Grief has a unique impact on each one of us and with unique and different ways to pass through the grieving process. It additionally influences individuals on various occasions. During the grieving period, you may feel one or more of the following

  •         Being in trouble,

  •         Depression

  •         Guilt and blame,

  •         Confusion,

  •         Anger,

  •         Inability to effectively deal with normal daily tasks,

  •         Makes it harder to continue with own life and

  •         Messes up existing connections

An authorized specialist, clinician, counselor, or therapist can treat grief and bereavement. Seeing an emotional well-being expert like a grief counselor or therapist can help to eliminate these problematic emotions. They can help to introduce measures and approaches to adapt in face of grimness and sadness.

How does Grief Counseling help You?

The Grief Counselor usually adopts a systematic approach to help the client confront, realize and adapt to grief. He helps by

The initial step includes the encouragement of a trusting relationship with the client. This helps to establish a protected and agreeable bond for the griever to openly share his true feelings and pain with the counselor.

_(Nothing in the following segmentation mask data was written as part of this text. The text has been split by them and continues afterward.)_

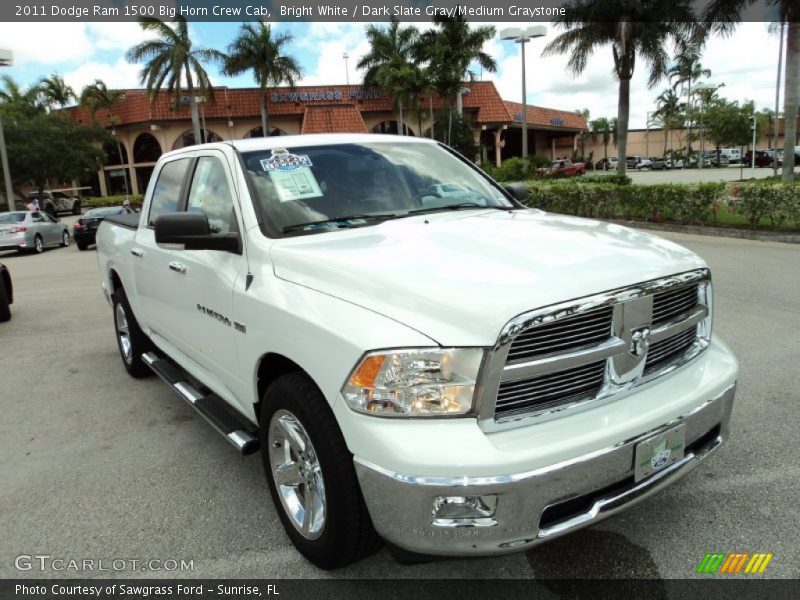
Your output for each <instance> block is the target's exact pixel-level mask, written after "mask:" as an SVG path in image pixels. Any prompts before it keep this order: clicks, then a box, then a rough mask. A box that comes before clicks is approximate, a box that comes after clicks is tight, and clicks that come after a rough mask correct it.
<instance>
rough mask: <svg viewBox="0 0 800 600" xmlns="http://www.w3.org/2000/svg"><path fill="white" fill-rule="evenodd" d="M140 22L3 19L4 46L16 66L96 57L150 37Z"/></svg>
mask: <svg viewBox="0 0 800 600" xmlns="http://www.w3.org/2000/svg"><path fill="white" fill-rule="evenodd" d="M149 35H151V34H149V33H147V32H144V31H142V28H141V27H139V25H138V23H47V22H41V23H38V22H37V23H0V40H2V44H3V48H6V49H9V50H12V51H13V52H14V63H15V65H16V66H20V67H24V66H27V65H31V64H36V65H46V66H48V67H55V68H56V69H58V68H59V67H60V66H61V65H66V64H75V63H76V62H80V61H83V60H96V59H97V58H96V57H97V55H98V54H100V52H101V51H102V52H108V51H116V52H124V51H126V50H127V49H128V48H130V47H131V46H133V45H134V44H136V43H138V42H140V41H142V40H144V39H146V38H147V37H148V36H149Z"/></svg>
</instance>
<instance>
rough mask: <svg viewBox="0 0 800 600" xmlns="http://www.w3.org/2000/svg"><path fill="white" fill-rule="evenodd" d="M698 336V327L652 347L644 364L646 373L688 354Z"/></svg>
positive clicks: (691, 327) (650, 349) (690, 329)
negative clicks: (656, 367) (677, 356)
mask: <svg viewBox="0 0 800 600" xmlns="http://www.w3.org/2000/svg"><path fill="white" fill-rule="evenodd" d="M696 336H697V327H691V328H689V329H687V330H686V331H682V332H681V333H678V334H676V335H673V336H670V337H668V338H667V339H665V340H661V341H660V342H656V343H655V344H653V345H652V346H650V350H648V352H647V359H646V360H645V363H644V370H645V373H647V372H649V371H651V370H653V369H654V368H655V367H657V366H659V365H661V364H663V363H665V362H667V361H669V360H670V359H672V358H674V357H676V356H678V355H680V354H683V353H684V352H686V351H687V350H688V349H689V348H690V347H691V346H692V344H694V339H695V337H696Z"/></svg>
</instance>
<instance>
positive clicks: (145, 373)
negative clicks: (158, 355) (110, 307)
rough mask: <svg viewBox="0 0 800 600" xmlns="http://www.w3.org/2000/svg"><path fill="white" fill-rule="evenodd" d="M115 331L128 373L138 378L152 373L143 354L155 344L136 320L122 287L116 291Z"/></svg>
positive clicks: (126, 368) (146, 376)
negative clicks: (144, 360)
mask: <svg viewBox="0 0 800 600" xmlns="http://www.w3.org/2000/svg"><path fill="white" fill-rule="evenodd" d="M114 331H115V332H116V335H117V346H118V347H119V353H120V356H121V357H122V364H123V365H124V366H125V370H126V371H128V374H129V375H130V376H131V377H135V378H137V379H139V378H141V377H147V376H148V375H150V374H152V371H151V370H150V367H148V366H147V365H146V364H145V362H144V361H143V360H142V354H144V353H145V352H147V351H148V350H152V348H153V344H152V342H151V341H150V340H149V339H148V337H147V336H146V335H145V334H144V332H143V331H142V330H141V328H140V327H139V323H137V322H136V317H134V316H133V311H132V310H131V307H130V304H128V298H127V296H125V291H124V290H123V289H122V288H120V289H118V290H117V291H116V292H114Z"/></svg>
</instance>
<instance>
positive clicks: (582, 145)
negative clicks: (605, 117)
mask: <svg viewBox="0 0 800 600" xmlns="http://www.w3.org/2000/svg"><path fill="white" fill-rule="evenodd" d="M575 114H576V115H579V116H581V117H583V118H584V120H585V121H586V124H587V125H588V124H589V116H590V115H591V113H590V112H589V109H588V108H584V109H577V110H576V111H575ZM585 141H586V135H585V134H584V133H581V160H583V156H584V154H585V153H584V150H585Z"/></svg>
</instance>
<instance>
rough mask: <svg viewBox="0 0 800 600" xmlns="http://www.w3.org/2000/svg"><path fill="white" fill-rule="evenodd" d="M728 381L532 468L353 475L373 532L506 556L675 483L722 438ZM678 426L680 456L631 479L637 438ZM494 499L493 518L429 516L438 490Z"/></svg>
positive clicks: (452, 493) (439, 548) (480, 553)
mask: <svg viewBox="0 0 800 600" xmlns="http://www.w3.org/2000/svg"><path fill="white" fill-rule="evenodd" d="M735 387H736V386H735V382H731V383H730V385H729V386H728V387H727V388H725V389H724V391H722V392H721V393H718V394H717V395H715V396H714V397H711V398H705V399H698V400H699V401H698V403H697V405H696V407H695V408H694V409H692V410H690V411H688V412H686V413H685V414H682V415H681V416H679V417H678V418H676V419H673V420H670V421H669V422H666V423H664V424H662V425H661V426H659V427H657V428H655V429H652V430H650V431H647V432H646V433H642V434H640V435H636V436H635V437H633V438H631V439H627V440H625V441H622V442H620V443H617V444H614V445H612V446H609V447H606V448H603V449H600V450H597V451H593V452H590V453H588V454H584V455H580V456H577V457H575V458H573V459H570V460H566V461H562V462H560V463H557V464H554V465H551V466H546V467H541V468H537V469H535V470H532V471H528V472H523V473H515V474H510V475H500V476H497V477H457V478H445V477H415V476H411V475H404V474H399V473H396V472H393V471H390V470H388V469H384V468H382V467H380V466H377V465H375V464H372V463H370V462H369V461H366V460H364V459H362V458H360V457H358V456H356V458H355V466H356V472H357V474H358V478H359V481H360V484H361V489H362V492H363V495H364V498H365V500H366V503H367V506H368V508H369V512H370V515H371V516H372V520H373V523H374V525H375V528H376V529H377V531H378V533H379V534H380V535H381V536H382V537H383V538H384V539H386V540H387V541H389V542H391V543H393V544H395V545H397V546H399V547H401V548H404V549H406V550H410V551H412V552H417V553H421V554H429V555H448V556H470V555H492V554H505V553H509V552H516V551H520V550H524V549H526V548H529V547H530V546H533V545H535V544H537V543H540V542H543V541H546V540H548V539H552V538H554V537H556V536H559V535H563V534H565V533H568V532H570V531H573V530H576V529H578V528H581V527H584V526H586V525H589V524H593V523H596V522H598V521H600V520H601V519H604V518H606V517H608V516H611V515H613V514H615V513H616V512H619V511H620V510H623V509H625V508H627V507H629V506H632V505H633V504H635V503H637V502H639V501H641V500H643V499H645V498H647V497H648V496H650V495H652V494H654V493H656V492H658V491H659V490H661V489H663V488H665V487H666V486H668V485H670V484H672V483H674V482H675V481H677V480H678V479H680V478H681V477H683V476H684V475H686V474H687V473H688V472H689V471H691V470H693V469H694V468H695V467H697V466H698V465H699V464H700V463H701V462H702V461H703V460H705V459H706V458H707V457H708V456H709V455H711V454H712V453H713V452H714V451H715V450H717V449H718V448H719V447H720V446H721V445H722V444H723V443H724V442H725V441H726V440H727V438H728V430H729V427H728V426H729V421H730V415H731V410H732V407H733V398H734V393H735ZM678 424H683V425H684V426H685V428H686V429H685V431H686V451H685V455H684V458H683V459H681V460H679V461H678V462H675V463H673V464H672V465H670V466H668V467H666V468H664V469H663V470H662V471H658V472H656V473H655V474H653V475H651V476H650V477H648V478H646V479H643V480H642V481H639V482H635V481H634V468H633V464H634V452H635V447H636V444H637V443H638V442H640V441H642V440H643V439H645V438H648V437H650V436H652V435H654V434H656V433H658V432H660V431H663V430H666V429H669V428H672V427H675V426H676V425H678ZM452 496H484V497H486V496H489V497H491V496H496V510H495V513H494V515H493V516H492V517H491V518H487V519H474V520H472V521H471V522H469V521H466V520H464V521H461V522H458V523H456V522H450V523H449V524H448V523H442V522H441V521H435V519H434V518H433V505H434V500H435V499H436V498H437V497H452Z"/></svg>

The second step involves active listening. The client is offered a safe space to express his sentiments and emotions about a deceased loved one or a close relationship. Thus in a problematic relationship, the counselor may use an alternative approach to let out his feelings about the past.

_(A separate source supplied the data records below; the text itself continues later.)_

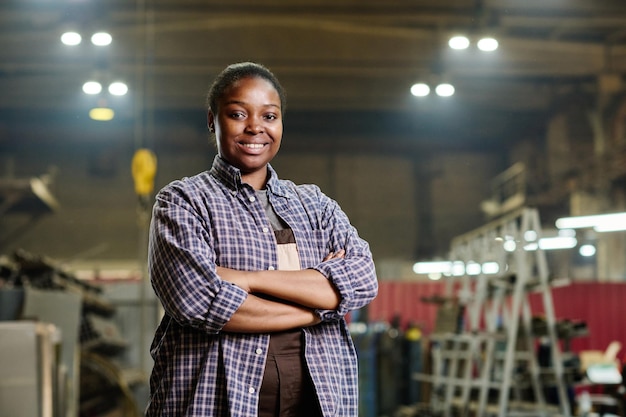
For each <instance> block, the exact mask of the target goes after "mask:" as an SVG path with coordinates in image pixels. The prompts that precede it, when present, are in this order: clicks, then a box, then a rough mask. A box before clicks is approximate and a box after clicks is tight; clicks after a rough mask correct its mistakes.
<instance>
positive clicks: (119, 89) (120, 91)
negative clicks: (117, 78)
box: [109, 81, 128, 96]
mask: <svg viewBox="0 0 626 417" xmlns="http://www.w3.org/2000/svg"><path fill="white" fill-rule="evenodd" d="M109 93H111V94H113V95H114V96H123V95H125V94H126V93H128V86H127V85H126V84H124V83H123V82H120V81H116V82H114V83H111V85H109Z"/></svg>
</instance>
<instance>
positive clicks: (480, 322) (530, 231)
mask: <svg viewBox="0 0 626 417" xmlns="http://www.w3.org/2000/svg"><path fill="white" fill-rule="evenodd" d="M531 235H532V236H531ZM539 239H541V224H540V221H539V214H538V212H537V210H536V209H532V208H522V209H519V210H518V211H516V212H514V213H511V214H509V215H507V216H505V217H502V218H501V219H498V220H495V221H493V222H491V223H488V224H487V225H485V226H483V227H481V228H479V229H476V230H474V231H472V232H469V233H467V234H464V235H462V236H459V237H457V238H455V239H454V240H453V241H452V245H451V251H450V259H451V260H452V261H456V262H462V263H463V264H464V265H465V272H464V274H463V275H462V276H456V277H455V276H451V277H447V281H446V283H447V285H446V296H447V297H448V298H450V299H457V300H458V302H459V303H460V304H461V305H462V306H463V307H464V309H465V315H464V318H465V320H464V323H463V325H462V328H460V329H459V332H458V333H457V334H445V335H433V338H434V340H437V346H436V349H435V352H434V355H433V362H434V372H433V375H432V378H431V380H432V382H433V384H434V385H435V391H434V392H437V387H438V388H439V392H440V396H439V399H438V400H436V406H435V405H433V408H436V407H438V408H439V409H440V411H441V412H442V414H443V416H444V417H450V416H451V415H452V411H453V409H454V410H456V411H457V413H458V414H459V415H461V416H466V415H472V416H477V417H482V416H487V415H497V416H498V417H505V416H512V415H532V416H535V415H537V416H548V415H560V416H564V417H569V416H571V410H570V404H569V399H568V396H567V390H566V386H565V381H564V375H563V373H564V369H563V362H562V358H561V352H560V347H559V343H558V342H559V341H558V336H557V332H556V319H555V313H554V305H553V301H552V292H551V283H550V282H549V271H548V266H547V260H546V256H545V253H544V252H543V251H542V250H541V248H539V246H538V241H539ZM486 262H491V263H493V265H496V264H497V265H498V272H497V273H493V274H488V273H486V272H485V271H484V270H482V269H481V270H480V271H476V272H472V271H471V270H469V271H468V266H470V265H472V264H474V267H475V268H478V267H477V265H483V264H485V263H486ZM532 292H535V293H539V294H540V297H541V302H542V305H543V315H544V317H545V325H546V333H545V334H544V335H542V336H543V337H545V338H546V340H547V342H548V343H549V344H550V346H551V356H552V357H551V359H552V367H551V368H550V369H547V368H545V369H541V368H540V366H539V364H538V361H537V357H536V354H535V351H534V346H535V340H536V337H537V335H535V334H533V326H532V318H533V315H532V314H533V312H532V309H531V304H530V302H529V294H530V293H532ZM520 364H524V365H525V366H523V368H524V371H525V372H524V373H523V374H522V375H523V376H524V377H527V378H526V379H529V380H530V386H531V388H532V395H533V399H532V401H527V400H525V399H524V398H522V395H521V394H520V391H521V390H520V389H519V385H518V384H516V383H515V382H516V381H515V380H514V377H515V376H519V375H518V374H517V369H516V366H517V365H520ZM546 374H548V375H549V376H550V377H551V378H552V379H553V381H554V383H553V384H554V386H555V387H556V391H557V395H558V402H559V404H558V407H557V406H549V405H548V404H547V403H546V399H545V396H544V390H543V388H544V386H543V383H542V376H546ZM493 393H496V394H497V401H494V400H495V398H494V397H495V396H494V395H490V394H493Z"/></svg>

The counselor will assist you in distinguishing your ways of dealing with stress and help you in replacing the unhealthy defense mechanisms to cope with it.  They will assist in identifying emotionally supportive networks and support systems in your own life that you can get to.  

The counselor helps the mourner settle with the actual loss, and with the after-effects too. A severe loss can change you, and you may find yourself grieving even more or becoming hopeless, gloomy, and pessimistic as a result. The counselor in such circumstances helps you to restore your old and positive attributes in your personality

Grief advisors can help you put out sensible objectives in your day-to-day life and make plans that help keep you pushing ahead and getting back to ordinary errands while providing enough space to deal with grief.